Nous commençons toujours la rencontre par rappeler certaines règles essentielles : Un respect mutuel ; Ce qui est dit là, ne sort pas du groupe ; Chacun est libre de venir et de ne pas revenir ; Liberté de parole ; Liberté de réponses aux questions qui lui sont posées ; Aucune décision n'est prise pour l’autre, chacun suit son chemin ; Il n'y a pas d’obligation de résultats, pas de procès d'intention et aucun jugement ; C’est uniquement un partage d’expériences. Le groupe respecte naturellement ces règles. Puis, la neurologue présente, de façon très générale, la maladie "épilepsie" et insiste toujours sur le fait qu’il n’y a pas une mais des épilepsies. Nous remarquons l’importance de préciser ce point car il favorise l’accueil des différences – manifestations – traitements – vécus – difficultés scolaires, sociales. La neurologue parle toujours de la relation professionnel / patient. Elle décrit les différents médicaments, les effets secondaires. Elle explique les difficultés à trouver, parfois, les bons traitements ou à comprendre les diverses manifestations de la maladie. Elle témoigne des progrès de la médecine en ce qui concerne l'épilepsie, mais aussi des découvertes de nouvelles molécules médicamenteuses, des améliorations des tracés et des performances opératoires.

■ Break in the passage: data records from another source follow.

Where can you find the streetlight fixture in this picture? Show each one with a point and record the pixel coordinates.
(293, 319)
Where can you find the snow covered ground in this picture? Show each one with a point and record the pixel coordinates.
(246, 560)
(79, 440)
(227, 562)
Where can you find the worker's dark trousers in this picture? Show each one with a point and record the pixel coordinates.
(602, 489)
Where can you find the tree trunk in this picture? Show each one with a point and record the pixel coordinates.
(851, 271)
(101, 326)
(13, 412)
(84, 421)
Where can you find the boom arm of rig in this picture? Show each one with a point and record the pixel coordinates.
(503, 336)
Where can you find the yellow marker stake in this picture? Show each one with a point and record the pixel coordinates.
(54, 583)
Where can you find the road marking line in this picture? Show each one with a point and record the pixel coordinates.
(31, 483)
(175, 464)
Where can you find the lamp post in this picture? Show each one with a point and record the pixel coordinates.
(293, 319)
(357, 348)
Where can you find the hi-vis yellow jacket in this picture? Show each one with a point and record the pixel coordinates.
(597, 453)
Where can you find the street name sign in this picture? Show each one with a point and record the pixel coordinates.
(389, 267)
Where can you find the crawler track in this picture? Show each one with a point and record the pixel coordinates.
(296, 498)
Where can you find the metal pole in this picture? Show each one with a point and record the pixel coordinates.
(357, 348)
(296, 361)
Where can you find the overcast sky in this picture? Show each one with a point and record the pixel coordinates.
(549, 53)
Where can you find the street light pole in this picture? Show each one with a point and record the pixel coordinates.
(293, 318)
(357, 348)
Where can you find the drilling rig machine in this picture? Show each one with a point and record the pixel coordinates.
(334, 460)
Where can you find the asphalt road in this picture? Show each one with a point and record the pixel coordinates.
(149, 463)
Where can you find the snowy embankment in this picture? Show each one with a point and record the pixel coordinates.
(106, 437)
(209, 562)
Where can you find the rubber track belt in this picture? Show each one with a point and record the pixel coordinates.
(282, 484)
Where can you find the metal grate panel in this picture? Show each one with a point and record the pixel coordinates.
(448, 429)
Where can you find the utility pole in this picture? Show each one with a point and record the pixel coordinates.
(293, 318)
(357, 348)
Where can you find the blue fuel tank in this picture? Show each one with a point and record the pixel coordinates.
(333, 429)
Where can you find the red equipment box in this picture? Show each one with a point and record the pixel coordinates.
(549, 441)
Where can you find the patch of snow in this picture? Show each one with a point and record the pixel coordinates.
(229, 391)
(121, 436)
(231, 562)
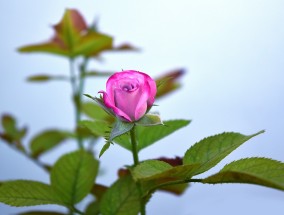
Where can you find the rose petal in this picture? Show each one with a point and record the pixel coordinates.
(116, 110)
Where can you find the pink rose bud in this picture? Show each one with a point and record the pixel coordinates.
(129, 94)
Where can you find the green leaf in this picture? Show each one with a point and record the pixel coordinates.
(47, 140)
(149, 168)
(211, 150)
(176, 189)
(51, 47)
(101, 104)
(169, 82)
(98, 73)
(45, 78)
(122, 198)
(98, 191)
(11, 133)
(261, 171)
(40, 213)
(105, 147)
(146, 136)
(154, 174)
(93, 208)
(92, 43)
(28, 193)
(94, 111)
(73, 176)
(120, 128)
(150, 119)
(97, 127)
(9, 123)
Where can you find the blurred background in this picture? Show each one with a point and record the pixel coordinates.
(233, 52)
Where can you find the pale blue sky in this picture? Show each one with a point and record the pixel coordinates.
(233, 52)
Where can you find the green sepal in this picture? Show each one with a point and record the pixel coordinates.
(100, 102)
(119, 129)
(105, 147)
(150, 119)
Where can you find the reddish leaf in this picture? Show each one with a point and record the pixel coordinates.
(169, 82)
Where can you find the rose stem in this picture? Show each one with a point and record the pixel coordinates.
(76, 99)
(136, 161)
(134, 146)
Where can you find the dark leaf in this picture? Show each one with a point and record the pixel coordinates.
(28, 193)
(261, 171)
(45, 78)
(122, 198)
(151, 134)
(47, 140)
(211, 150)
(73, 176)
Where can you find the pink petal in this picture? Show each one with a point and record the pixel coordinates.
(111, 105)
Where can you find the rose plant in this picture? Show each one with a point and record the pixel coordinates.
(130, 94)
(121, 115)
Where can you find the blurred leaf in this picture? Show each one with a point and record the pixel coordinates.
(261, 171)
(98, 74)
(72, 38)
(125, 47)
(47, 140)
(27, 193)
(94, 111)
(54, 46)
(211, 150)
(98, 190)
(122, 198)
(11, 133)
(151, 134)
(150, 119)
(97, 127)
(105, 147)
(92, 43)
(73, 176)
(84, 132)
(40, 213)
(93, 208)
(71, 27)
(169, 82)
(44, 78)
(9, 124)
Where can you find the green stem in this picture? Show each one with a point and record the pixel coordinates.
(134, 146)
(76, 100)
(136, 162)
(73, 209)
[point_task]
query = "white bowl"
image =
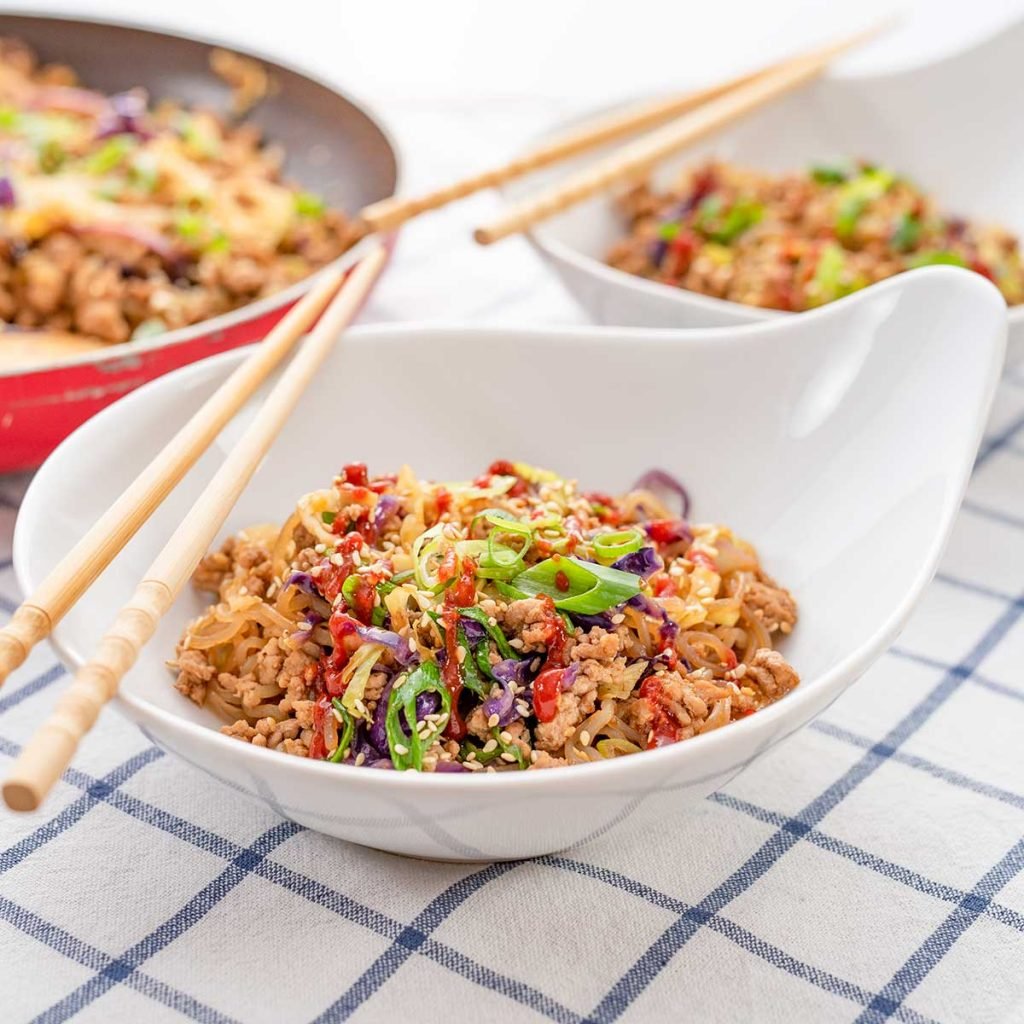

Ensuite, nous faisons un tour de table. Chacun se présente et raconte son « parcours du combattant » avec la maladie. Les habitués expriment où ils en sont, depuis la dernière rencontre et la personne qui vient pour la première fois se présente plus longuement. Nous ressentons son besoin de se libérer et de tout poser : les mots, les émotions, les pleurs, les angoisses, les interrogations, les peurs. Enfin, elle vient parler de cette « maladie interdite de paroles » comme le disent certains. La première rencontre avec le groupe peut être vécue de manière douloureuse. Il est parfois impossible de mettre des mots sur cette souffrance si longtemps retenue ou accumulée. Depuis trop longtemps, trop pesante. Les larmes sont souvent les premières expressions. Même le silence est accueilli, compris, partagé et respecté par tous. Subtilement, une petite étincelle d’espoir circule alors et re-anime la parole : « Ce n’est pas grave – Tu es là – Tu as réussi à sortir de chez toi – Tu parles si tu veux dire – Ici, on est tous pareil – Moi aussi j’avais du mal, maintenant j’attends le groupe avec impatience». Chacun cherche du positif pour encourager et soutenir l’autre. Devant le groupe, chacun essaye de tirer des idées de son histoire et d’apporter un soutien à la situation, même si le moral est au plus bas. C’est un moteur pour les autres, pour soi et cela laisse beaucoup d’espoir à chacun.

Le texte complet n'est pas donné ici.